On the college enrollment issues, like Hanna, Duran says having a stronger presence from the college to area high schools will help. Cuts to that program happened under Flores. Duran says there are enrollment declines at colleges in other parts of the country, but not in Arizona, except at Pima.
"For us, it is also reputation. When I talk to young people in the community, they feel there' really isn't a place for them at the community college anymore. That has to change," he says.
Like the other candidate, Duran says what could help change any negative perceptions that students and the community continue to hold is for the legacy board, to publicly acknowledge their negligence or malfeasance in what took place at the college the last few years.
"I'm very comfortable working with people and I make friends easily. I'm the kind of guy who can get along with anybody, but the community called for their resignations. It's clearly time for them to address what happened," Duran says, adding that he also knows that everyone can agree that getting off probation is the most important issue at the moment that they all want to see happen.
What if those same employees came to Duran with the same charges, well, he says he would hope the college had had a compliance officer in place.
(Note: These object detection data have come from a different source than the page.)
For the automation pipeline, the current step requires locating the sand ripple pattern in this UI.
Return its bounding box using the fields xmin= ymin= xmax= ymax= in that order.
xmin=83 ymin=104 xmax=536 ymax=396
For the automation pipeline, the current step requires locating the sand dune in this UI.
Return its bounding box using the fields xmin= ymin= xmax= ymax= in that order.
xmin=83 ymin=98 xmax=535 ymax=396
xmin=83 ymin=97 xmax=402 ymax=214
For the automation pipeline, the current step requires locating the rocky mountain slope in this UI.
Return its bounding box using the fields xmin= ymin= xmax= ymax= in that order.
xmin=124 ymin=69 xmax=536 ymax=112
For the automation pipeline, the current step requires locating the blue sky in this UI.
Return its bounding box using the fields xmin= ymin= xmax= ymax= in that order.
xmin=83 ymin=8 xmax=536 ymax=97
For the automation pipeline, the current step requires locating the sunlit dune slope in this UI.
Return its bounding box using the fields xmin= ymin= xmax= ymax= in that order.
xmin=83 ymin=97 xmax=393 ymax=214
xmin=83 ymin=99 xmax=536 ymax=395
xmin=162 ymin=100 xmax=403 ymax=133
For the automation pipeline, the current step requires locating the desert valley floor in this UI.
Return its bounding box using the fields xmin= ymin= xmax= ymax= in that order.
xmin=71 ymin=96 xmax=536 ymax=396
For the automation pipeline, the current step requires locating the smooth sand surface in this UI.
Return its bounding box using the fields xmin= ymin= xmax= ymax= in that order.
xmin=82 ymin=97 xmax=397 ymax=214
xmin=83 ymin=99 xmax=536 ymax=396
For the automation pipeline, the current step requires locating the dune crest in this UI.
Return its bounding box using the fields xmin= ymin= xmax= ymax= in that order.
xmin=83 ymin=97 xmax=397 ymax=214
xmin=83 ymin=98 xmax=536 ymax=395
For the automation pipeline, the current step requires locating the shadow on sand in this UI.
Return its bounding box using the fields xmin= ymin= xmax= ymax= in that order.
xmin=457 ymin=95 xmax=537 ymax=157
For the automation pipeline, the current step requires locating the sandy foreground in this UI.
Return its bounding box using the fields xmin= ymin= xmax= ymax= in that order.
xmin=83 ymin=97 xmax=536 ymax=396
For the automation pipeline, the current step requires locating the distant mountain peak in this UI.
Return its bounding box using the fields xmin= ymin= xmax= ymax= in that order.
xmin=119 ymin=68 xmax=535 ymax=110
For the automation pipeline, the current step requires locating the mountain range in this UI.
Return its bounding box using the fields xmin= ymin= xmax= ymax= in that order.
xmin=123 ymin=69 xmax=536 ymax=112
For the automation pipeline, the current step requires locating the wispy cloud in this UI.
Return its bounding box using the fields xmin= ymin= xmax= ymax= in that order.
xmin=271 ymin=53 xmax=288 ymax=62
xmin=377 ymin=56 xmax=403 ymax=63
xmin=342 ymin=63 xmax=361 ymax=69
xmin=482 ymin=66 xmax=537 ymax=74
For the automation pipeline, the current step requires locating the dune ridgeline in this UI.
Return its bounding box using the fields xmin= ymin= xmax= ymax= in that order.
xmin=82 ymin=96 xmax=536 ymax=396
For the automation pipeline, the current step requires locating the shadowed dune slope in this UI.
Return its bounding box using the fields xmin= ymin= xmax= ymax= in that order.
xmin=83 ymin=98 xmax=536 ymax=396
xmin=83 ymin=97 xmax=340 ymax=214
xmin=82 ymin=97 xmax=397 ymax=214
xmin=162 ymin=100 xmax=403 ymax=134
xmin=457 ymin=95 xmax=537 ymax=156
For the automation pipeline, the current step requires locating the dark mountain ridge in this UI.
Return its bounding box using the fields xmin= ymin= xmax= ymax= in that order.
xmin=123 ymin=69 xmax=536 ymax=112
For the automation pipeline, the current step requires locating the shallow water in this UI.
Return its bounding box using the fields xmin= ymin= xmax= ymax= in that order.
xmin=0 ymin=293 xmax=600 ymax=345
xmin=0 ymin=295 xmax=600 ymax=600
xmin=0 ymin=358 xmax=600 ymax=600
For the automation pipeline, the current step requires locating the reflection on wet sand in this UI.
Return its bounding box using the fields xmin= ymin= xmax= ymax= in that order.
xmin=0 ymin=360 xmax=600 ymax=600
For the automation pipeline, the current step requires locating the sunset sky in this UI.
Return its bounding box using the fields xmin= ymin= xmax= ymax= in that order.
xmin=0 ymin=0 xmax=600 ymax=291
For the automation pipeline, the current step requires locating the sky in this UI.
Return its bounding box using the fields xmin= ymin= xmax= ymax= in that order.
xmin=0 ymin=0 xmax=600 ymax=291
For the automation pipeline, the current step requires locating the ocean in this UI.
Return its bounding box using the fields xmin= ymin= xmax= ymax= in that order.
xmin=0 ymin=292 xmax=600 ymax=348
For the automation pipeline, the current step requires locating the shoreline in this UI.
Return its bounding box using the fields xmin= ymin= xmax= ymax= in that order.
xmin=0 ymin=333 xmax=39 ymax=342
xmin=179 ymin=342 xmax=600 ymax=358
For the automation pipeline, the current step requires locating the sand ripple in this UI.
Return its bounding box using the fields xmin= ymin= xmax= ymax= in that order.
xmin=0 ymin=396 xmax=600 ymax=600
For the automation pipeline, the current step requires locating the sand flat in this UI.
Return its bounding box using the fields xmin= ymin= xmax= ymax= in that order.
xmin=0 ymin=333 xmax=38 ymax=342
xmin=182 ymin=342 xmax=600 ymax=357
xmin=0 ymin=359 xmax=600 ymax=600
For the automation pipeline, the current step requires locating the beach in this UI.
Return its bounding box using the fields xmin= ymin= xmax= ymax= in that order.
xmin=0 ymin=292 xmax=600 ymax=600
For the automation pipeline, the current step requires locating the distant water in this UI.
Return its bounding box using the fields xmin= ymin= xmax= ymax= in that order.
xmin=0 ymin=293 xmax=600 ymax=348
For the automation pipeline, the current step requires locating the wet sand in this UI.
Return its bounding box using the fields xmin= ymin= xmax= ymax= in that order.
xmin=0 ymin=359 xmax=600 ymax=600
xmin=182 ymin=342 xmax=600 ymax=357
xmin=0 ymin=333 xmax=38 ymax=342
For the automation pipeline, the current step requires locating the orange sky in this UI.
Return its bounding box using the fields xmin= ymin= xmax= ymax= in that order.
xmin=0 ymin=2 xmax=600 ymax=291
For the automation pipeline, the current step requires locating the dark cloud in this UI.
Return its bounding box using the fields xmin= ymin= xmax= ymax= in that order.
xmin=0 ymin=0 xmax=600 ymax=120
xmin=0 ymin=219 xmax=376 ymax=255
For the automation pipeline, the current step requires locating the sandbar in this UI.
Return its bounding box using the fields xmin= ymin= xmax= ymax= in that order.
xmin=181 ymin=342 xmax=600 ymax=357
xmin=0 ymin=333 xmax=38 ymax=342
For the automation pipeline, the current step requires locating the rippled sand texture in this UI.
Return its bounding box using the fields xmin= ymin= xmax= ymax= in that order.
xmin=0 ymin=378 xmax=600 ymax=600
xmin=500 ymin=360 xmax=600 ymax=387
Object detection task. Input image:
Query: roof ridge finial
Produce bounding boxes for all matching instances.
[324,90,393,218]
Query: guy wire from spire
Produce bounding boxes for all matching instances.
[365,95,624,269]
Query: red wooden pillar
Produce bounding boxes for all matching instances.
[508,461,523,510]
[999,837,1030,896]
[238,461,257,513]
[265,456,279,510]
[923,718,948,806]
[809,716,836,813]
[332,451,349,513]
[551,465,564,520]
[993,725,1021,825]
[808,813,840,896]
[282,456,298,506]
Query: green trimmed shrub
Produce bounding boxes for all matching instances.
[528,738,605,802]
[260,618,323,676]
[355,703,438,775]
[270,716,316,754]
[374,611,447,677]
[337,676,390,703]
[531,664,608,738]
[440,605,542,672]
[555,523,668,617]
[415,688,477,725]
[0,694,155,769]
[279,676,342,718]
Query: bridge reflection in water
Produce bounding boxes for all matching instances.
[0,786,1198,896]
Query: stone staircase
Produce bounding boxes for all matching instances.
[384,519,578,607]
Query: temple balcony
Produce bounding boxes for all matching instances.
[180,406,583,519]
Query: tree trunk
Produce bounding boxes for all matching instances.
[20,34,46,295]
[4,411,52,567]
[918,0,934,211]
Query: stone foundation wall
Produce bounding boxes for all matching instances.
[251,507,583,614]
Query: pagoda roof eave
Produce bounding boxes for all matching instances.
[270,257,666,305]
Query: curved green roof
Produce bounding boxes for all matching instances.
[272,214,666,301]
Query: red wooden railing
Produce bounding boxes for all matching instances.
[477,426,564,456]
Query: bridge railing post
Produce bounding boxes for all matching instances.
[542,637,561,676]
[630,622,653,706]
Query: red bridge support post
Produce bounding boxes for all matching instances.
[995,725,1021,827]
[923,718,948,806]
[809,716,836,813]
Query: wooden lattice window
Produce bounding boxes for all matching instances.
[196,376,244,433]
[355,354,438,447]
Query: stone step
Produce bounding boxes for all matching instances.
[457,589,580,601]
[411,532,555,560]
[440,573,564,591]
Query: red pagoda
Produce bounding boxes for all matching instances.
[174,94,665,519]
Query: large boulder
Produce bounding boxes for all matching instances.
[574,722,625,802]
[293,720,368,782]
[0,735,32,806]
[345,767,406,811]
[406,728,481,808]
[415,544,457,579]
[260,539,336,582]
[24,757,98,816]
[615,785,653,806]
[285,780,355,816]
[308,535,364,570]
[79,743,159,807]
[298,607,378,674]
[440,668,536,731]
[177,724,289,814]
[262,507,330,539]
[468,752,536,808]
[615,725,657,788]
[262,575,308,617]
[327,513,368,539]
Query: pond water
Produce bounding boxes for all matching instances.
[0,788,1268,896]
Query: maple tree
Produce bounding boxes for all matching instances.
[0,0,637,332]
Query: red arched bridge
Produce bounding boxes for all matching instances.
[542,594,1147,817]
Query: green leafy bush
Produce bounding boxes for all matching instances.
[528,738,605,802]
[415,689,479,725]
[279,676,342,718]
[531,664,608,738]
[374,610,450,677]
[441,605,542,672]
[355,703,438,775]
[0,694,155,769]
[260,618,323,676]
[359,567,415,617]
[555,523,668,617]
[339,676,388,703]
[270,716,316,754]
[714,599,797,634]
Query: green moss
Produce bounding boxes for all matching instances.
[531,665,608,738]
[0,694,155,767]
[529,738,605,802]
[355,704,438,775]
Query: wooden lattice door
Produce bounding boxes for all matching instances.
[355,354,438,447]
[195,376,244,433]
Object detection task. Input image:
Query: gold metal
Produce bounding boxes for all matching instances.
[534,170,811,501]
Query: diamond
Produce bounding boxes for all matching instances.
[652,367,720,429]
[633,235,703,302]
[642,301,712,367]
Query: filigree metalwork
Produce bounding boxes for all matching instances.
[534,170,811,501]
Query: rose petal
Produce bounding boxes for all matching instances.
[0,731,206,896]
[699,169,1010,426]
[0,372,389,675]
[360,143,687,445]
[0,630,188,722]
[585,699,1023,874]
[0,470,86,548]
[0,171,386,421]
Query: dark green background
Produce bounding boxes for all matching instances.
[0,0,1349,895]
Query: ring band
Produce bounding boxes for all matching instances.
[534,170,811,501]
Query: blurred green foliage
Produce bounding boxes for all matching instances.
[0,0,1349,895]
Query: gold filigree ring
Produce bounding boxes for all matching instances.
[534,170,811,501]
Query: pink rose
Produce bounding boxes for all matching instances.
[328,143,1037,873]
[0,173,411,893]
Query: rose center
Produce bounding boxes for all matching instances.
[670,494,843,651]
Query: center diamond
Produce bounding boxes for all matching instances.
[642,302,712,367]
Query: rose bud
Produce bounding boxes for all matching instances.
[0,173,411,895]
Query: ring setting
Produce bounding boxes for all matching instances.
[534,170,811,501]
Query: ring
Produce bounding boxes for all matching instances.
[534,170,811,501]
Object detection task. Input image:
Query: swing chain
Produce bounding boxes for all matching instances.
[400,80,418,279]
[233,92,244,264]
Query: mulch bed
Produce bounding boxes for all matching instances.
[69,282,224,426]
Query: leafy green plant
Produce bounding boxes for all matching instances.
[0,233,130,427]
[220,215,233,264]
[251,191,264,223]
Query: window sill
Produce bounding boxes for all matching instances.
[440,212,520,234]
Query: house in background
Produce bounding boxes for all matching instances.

If so, he would have asked them to investigate. To do nothing, he says, is malfeasance. "But the college is in a much better position now than it was then."
Prior to officially running, Hanna and Duran both told the Tucson Weekly that they agreed to keep their campaign civil. Both are good guys, each says about the other, with only Hanna bringing up that Duran is a member of the Southern Arizona Leadership Council. "He's their candidate," Hanna says.
Duran confirms he's a SALC member, and his hope is that his presence in SALC gives them diverse perspectives the business organization needs, so describing him as SALC's candidate isn't fair, he says. "I have my own personal experiences with Pima and that's what counts."